Drawings in the snow
Wearing a VR headset for long periods was too strenuous for the neck muscles; moreover, due to the constant jolting movements on rough terrain, they quickly caused nausea in many people. Laser projection onto the terrain in front of the vehicle, on the other hand, proved to be a viable solution. This allows not only speed information but also tracks and orientation aids to be projected onto the snow, enabling a snow groomer to be steered more efficiently and safely. Virtual barriers and warning indicators for people in the vicinity of the vehicle further enhance safety. And in poor visibility, due to fog or snowfall, the laser beams become visible in the aerosols in the air, allowing structures to be visualised that lie beyond the available line of sight.

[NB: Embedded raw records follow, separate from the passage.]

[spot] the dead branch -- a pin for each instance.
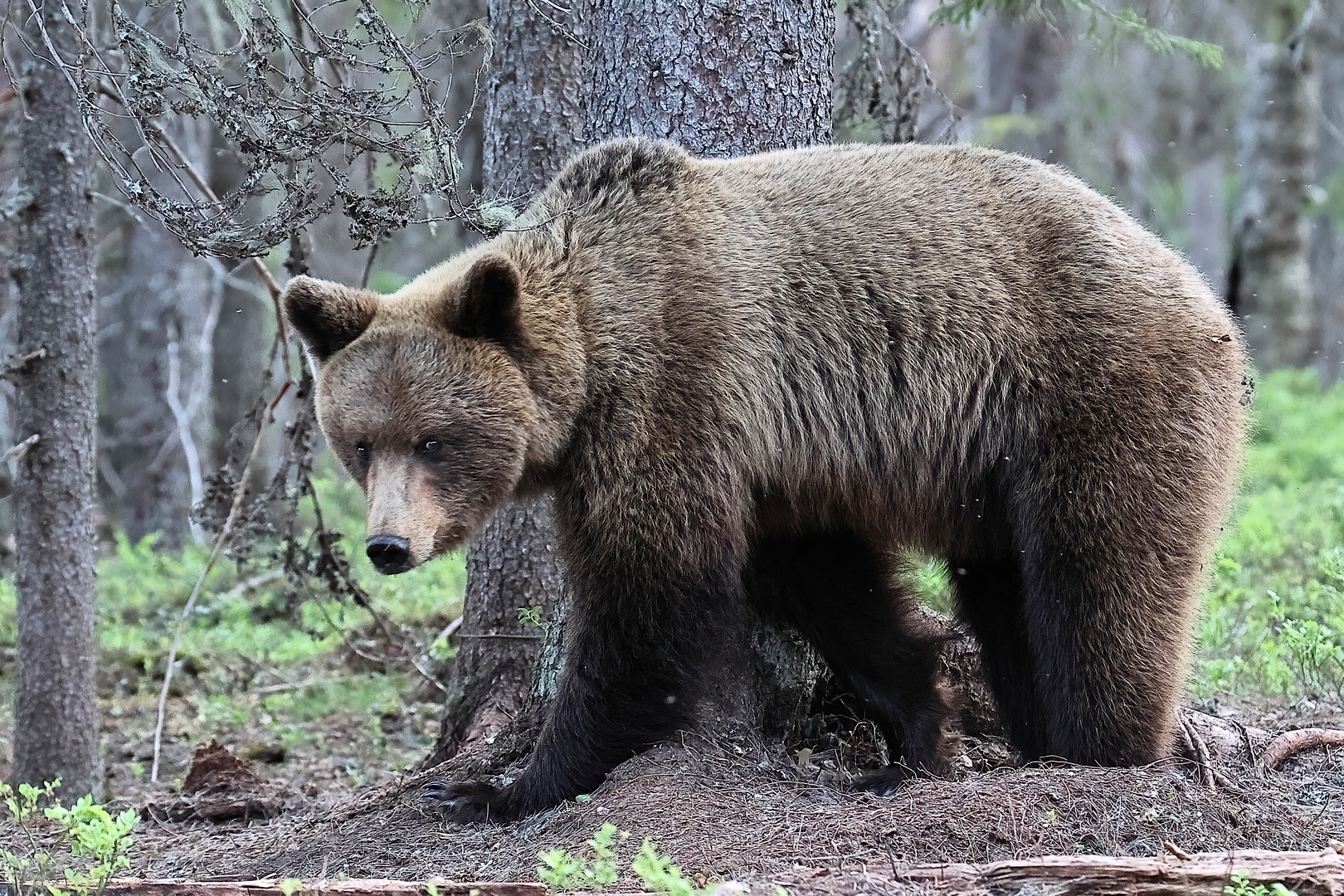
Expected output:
(1294, 742)
(1198, 752)
(299, 97)
(23, 364)
(1200, 874)
(221, 540)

In addition to improving data visualisation for drivers, the team also carried out research on ways to better capture the surrounding environment. It became apparent that the researchers’ intentions and the practical benefits for vehicle occupants were not always the same. “The exciting thing about this project was that our considerations from a research perspective and the drivers’ needs first had to be reconciled,” says Clemens Arth from the Institute of Visual Computing at TU Graz. “For example, we developed what is probably a globally unique prototype for a 360-degree thermal imaging camera to show snow groomer drivers whether there were people or animals around the vehicle. Ultimately, however, the much greater benefit was that they could groom the slopes more accurately, as it became clear where the snow was well-compacted and where it wasn’t.”

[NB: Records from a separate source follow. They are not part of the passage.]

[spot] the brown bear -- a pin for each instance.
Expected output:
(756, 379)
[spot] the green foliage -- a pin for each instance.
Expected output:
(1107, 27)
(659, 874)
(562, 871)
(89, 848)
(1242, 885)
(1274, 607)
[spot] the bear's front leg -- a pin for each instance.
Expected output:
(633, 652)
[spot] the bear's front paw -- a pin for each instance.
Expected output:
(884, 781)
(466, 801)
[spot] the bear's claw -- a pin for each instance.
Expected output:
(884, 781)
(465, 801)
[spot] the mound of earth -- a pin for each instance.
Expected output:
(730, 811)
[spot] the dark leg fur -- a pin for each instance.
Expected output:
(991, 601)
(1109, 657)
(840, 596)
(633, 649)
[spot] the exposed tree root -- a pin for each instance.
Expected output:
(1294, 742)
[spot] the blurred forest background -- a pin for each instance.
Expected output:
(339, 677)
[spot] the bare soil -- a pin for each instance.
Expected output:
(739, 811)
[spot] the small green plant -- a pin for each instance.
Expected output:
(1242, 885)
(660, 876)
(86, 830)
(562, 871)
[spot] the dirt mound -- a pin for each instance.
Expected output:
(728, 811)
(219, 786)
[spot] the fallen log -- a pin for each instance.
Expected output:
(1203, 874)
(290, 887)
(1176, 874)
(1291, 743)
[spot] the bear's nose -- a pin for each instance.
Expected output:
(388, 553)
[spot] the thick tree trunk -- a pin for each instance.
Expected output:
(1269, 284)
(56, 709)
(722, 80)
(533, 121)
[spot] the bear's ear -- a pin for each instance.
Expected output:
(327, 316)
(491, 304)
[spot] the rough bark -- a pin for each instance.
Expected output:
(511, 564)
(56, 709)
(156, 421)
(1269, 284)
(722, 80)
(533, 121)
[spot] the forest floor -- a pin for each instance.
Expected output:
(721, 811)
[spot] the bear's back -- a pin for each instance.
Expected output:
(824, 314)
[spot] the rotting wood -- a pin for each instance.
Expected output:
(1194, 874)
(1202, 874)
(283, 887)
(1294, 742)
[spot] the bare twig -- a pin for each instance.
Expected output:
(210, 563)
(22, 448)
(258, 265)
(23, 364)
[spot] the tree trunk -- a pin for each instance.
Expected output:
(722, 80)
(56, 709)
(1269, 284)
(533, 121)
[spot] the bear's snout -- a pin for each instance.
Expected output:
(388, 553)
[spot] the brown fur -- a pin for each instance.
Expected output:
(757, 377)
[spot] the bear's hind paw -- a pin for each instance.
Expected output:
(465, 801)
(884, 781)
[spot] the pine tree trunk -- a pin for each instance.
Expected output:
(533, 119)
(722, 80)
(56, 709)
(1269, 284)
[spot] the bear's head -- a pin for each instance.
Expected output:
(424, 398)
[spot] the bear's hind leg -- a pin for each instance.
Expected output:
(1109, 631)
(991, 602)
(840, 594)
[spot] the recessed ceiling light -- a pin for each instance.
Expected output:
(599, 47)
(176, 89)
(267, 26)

Foundations for future remote control
The project also provided important foundations for the increased remote control of heavy machinery in the long term. The rationale behind this is to protect the health of the people in the vehicle, as physical injuries can occur rapidly, particularly when working in rough terrain due to constant vibrations. An important step towards reliable remote control was the improved depth perception in simple camera transmissions, enabling distances to be better assessed via a monitor.

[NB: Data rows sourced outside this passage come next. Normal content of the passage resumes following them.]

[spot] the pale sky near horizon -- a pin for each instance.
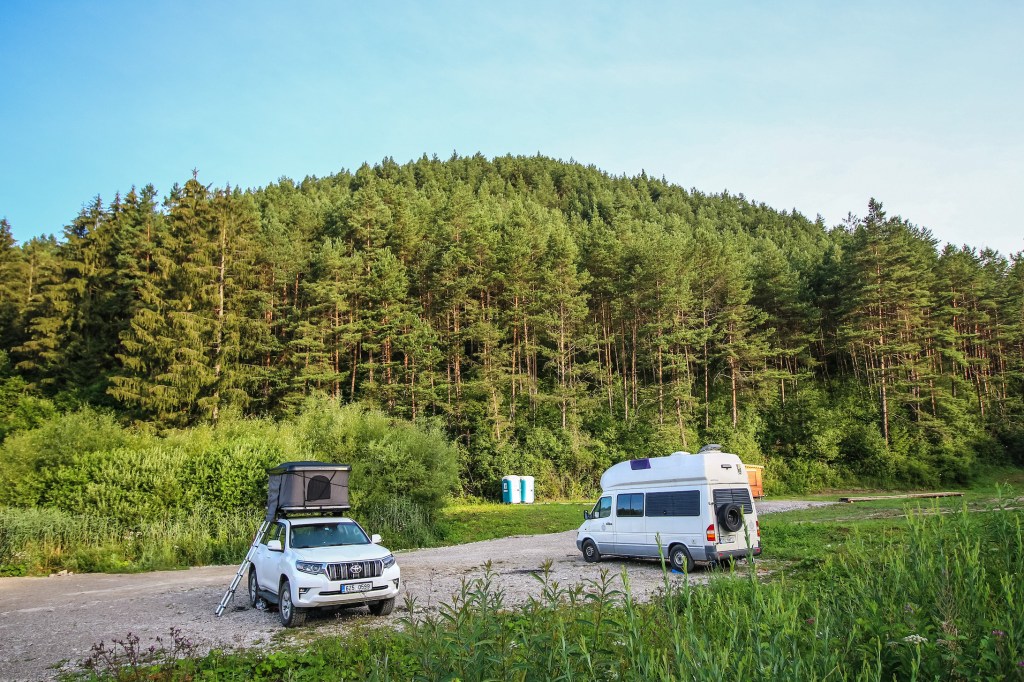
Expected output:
(808, 105)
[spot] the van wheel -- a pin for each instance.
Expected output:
(680, 559)
(731, 517)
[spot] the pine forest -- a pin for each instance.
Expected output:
(546, 316)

In addition to TU Graz and the snow groomer manufacturer Prinoth, Dresden University of Technology was also involved in the project, conducting research on excavator vehicles in collaboration with Stuttgart Media University. The VTT Technical Research Centre of Finland, in collaboration with the Kalmar company, focused on forklifts and loading machines in port environments. The University of Luxembourg was responsible for the anonymisation of personal performance data and the non-discriminatory identification of individuals by sensors. The consortium was led by TTControl, while the Creanex Oy and Haption companies contributed simulator and control technology.